Fantastic Fest Review: IRON FISTS AND KUNG FU KICKS Is The Story Of A Genre

A sprawling martial arts history the whole family can enjoy.

I’m a fan of kung fu films, but not a devotee of the genre. I think that places me in the primary audience for Iron Fists and Kung Fu Kicks, a highly enjoyable and moderately informative documentary about the history of kung fu cinema. Serge Ou’s film is a sweeping overview of the genre, telling the stories of its creators, its fans, and its influence on the world at large over the 50 years since its creation. Some of Iron Fist’s sprawl might feel a little unfocused at times, or overly brisk in its race to make sure everyone gets mentioned, but that doesn’t take away from the fact that this is an incredibly fun film and a great entry point for new fans.

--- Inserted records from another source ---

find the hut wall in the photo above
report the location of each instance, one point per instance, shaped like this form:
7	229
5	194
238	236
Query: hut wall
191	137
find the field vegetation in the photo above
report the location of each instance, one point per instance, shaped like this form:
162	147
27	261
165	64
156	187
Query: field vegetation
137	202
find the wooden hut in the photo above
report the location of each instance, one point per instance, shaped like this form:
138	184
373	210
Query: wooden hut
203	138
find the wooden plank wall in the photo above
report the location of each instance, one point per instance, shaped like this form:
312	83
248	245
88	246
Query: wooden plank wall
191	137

While the film gives some insight into how kung fu movies were first conceived—touching on the genre’s origins in Peking opera—Iron Fists and Kung Fu Kicks is mostly concerned with how the films were distributed, received, and adapted in the West. This isn’t a flaw—it is an Australian production after all—but a clarification on the doc's point of view. Films and filmmakers who became popular in the West get the most attention here, and most of the interviews are with westerners.

Still, the diversity of the interviews is one of the film’s strongest suits. Actors, writers, producers, stunt professionals, martial artists, editors, dub artists, historians and fans are all well-represented here. You can’t claim Iron Fists doesn’t appreciate that there are no small roles in movie-making.

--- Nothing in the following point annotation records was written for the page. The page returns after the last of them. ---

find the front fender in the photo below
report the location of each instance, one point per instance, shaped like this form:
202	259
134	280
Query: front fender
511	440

Iron Fists and Kung Fu Kicks doesn’t neglect the heavyweights either: the Shaw Brothers, Golden Harvest, Jackie Chan, and Yuen Woo-ping get tributes. But by far the longest passage of the film is on the career and legacy of Bruce Lee. Lee’s unique screen presence and stratospheric contributions to the kung fu genre are well-conveyed, to the point that I walked out of Iron Fists excited to revisit his films. A weakness of this section is how Lee’s training by Ip Man is entirely glossed over, even while the doc praises Lee’s athletic rigor and creative fighting style.

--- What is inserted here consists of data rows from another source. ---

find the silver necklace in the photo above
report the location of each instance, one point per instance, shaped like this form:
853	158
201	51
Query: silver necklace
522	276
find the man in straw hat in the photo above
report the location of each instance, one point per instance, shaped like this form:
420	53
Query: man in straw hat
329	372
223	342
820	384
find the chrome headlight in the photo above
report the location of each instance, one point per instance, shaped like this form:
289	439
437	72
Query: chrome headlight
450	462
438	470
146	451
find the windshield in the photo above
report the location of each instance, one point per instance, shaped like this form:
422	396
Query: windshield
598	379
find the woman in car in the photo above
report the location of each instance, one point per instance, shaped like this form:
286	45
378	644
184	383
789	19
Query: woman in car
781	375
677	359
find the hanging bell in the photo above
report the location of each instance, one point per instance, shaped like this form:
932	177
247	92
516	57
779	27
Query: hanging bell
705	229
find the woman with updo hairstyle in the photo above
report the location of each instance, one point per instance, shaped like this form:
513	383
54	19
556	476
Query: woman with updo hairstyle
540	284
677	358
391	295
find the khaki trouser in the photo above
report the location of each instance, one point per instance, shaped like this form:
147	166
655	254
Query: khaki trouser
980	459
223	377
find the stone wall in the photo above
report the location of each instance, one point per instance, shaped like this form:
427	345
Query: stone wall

The Lee section is also where the doc chooses to address Westerners’ cultural appropriation and whitewashing of martial arts. By focusing on how this affected Bruce Lee’s career, the doc becomes surprisingly in-depth. As with most things, Hollywood didn’t realize what they had with Lee until it was too late. The controversy around ABC’s Kung Fu—a series which starred David Carradine in yellowface and was likely based on a stolen idea of Lee’s—is fully recounted to contextualize how the rise of kung fu cinema in the West clashed with Hollywood’s racist discrimination practices.

Once Iron Fists and Kung Fu Kicks finishes exploring Bruce Lee’s biography—as well as the subgenre of Bruce-sploitation cinema that proliferated in the wake of his death—the doc becomes a sprint to catalogue every major martial arts film development up until recent years. Obviously, the film isn’t able to offer a detailed exposé on any of these topics, but it’s still interesting to see the film’s arguments for how martial arts films influenced American breakdance, which then gave rise to hip-hop. Or how Hong Kong martial arts choreography influenced American action movies in the 90s, changing the landscape of action films worldwide. None of this information is really ground-breaking, but it’s convenient to have all this info compiled in one place for newcomers.

My main areas of enjoyment with Iron Fists are the parts where it acknowledges how weird kung fu movies can be. From the written-on-the-fly scripts of most of the Golden Harvest films, to the obnoxious dubbing practices the films underwent for their western releases, to their incredibly lax and dangerous stunt practices, I was thoroughly entertained. If you’re a fan of kung fu movies—or just interested in emergent cinema in any way—then maybe you’ll be entertained, too.